India took more than 100 long years to reach a teledensity of 1 after the first telephone connection was given in the year 1881 but it has taken only a few years to leap to the present figure of 15.

Slow growth

The era of landline connections under monopoly of the department of telecommunication, Government of India had a very slow growth during the last century and it started picking up only after 1995 when the first competitive regime was opened with the participation of private operators in the field of cellular mobile telephony.

When the teledensity of major countries like U.K., U.S., Japan, Singapore and Korea was in the two digit figures as early as in 1991, the Indian figure stood at less than 0.6 and the main cause attributed was the lack of telecom infrastructure development in many areas especially in the rural parts of our country where more than 75 per cent of the population lives.

A great challenge

Reaching the unreached was a great challenge over the years.

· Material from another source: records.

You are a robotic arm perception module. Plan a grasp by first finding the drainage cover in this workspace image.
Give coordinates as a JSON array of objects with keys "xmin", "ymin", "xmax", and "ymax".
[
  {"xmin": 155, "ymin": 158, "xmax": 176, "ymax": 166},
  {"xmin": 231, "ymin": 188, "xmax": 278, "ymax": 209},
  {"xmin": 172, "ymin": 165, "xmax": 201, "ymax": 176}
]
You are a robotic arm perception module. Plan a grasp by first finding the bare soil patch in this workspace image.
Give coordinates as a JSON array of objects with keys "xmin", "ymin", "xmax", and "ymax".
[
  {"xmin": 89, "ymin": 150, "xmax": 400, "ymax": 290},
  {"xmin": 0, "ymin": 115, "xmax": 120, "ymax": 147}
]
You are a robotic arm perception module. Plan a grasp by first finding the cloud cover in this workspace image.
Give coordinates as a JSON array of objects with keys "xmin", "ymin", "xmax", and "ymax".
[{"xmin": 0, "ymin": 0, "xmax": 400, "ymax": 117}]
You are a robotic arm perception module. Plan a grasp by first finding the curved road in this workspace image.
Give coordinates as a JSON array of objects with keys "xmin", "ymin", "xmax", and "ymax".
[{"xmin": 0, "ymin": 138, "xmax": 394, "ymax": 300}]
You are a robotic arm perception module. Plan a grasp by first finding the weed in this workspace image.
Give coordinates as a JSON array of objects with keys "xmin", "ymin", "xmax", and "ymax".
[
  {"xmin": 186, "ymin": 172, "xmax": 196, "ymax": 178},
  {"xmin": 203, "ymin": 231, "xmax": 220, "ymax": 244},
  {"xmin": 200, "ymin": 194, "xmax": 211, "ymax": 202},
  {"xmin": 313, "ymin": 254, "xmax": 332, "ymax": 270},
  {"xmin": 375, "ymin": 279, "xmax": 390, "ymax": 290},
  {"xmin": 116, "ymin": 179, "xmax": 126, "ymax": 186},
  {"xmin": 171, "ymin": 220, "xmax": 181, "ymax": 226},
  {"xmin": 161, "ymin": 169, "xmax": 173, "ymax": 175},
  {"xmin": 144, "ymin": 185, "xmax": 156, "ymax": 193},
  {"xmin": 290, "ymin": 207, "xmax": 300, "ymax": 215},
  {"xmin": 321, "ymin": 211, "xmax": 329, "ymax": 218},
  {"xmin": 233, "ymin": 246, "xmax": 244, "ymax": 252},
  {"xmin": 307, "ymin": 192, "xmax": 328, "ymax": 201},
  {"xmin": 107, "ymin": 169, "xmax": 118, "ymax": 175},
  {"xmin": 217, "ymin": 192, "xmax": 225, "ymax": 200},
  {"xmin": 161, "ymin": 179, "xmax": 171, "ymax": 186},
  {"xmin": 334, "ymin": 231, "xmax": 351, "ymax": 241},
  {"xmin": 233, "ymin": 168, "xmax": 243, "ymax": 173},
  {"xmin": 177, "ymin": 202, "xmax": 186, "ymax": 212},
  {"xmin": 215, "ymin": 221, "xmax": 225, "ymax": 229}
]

It is felt that the digital divide will shrink only on expanding the telecom network and computer awareness extensively to the most populated rural areas.

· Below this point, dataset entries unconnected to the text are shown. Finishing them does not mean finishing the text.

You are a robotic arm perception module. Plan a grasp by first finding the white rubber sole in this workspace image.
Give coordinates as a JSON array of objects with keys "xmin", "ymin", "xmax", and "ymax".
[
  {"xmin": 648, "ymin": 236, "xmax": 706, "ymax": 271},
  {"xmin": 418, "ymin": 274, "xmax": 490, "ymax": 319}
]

The study of the ICT spread among different nations including India reveals that to catch up with the developed countries a more focused development plan is required.

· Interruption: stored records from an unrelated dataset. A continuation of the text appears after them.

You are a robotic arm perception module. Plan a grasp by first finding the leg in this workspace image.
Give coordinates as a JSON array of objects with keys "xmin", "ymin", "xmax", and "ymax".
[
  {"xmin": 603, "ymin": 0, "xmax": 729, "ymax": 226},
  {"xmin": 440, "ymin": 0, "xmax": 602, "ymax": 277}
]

The contrast is the astronomical rise in the figures reached in the provision of telephone connections in the four Metros in the last few years accounting for 20.6 per cent of the total 169 million telephone connections (both mobile and fixed put together) in the country whereas the population ratio stands at 4.7 per cent only.

High rise

Interestingly, the high rise in telephone density in urban centres are attributed to unprecedented extraordinary rate of growth of the mobile telephone subscribers in the last two years — a new phenomenon of acquiring more than one cell phone per citizen.

There has been a reduction in tariff by 90 per cent and instrument cost by 75 per cent over the years. There are no new takers for the landlines in these Metros except for adding Broadband.

In some of the states, which are under-developed in telecom infrastructure, as in other areas as well, and due to the non-affordability of the poor general public to own a telephone connection, the teledensity is at a low ebb still.

All earlier forecasts of mobile growth have been simply belied as the total mobile connections in India crossed 124.5 million in mid-October 2006 whereas the forecast was that it would reach only 100 million in December 2006.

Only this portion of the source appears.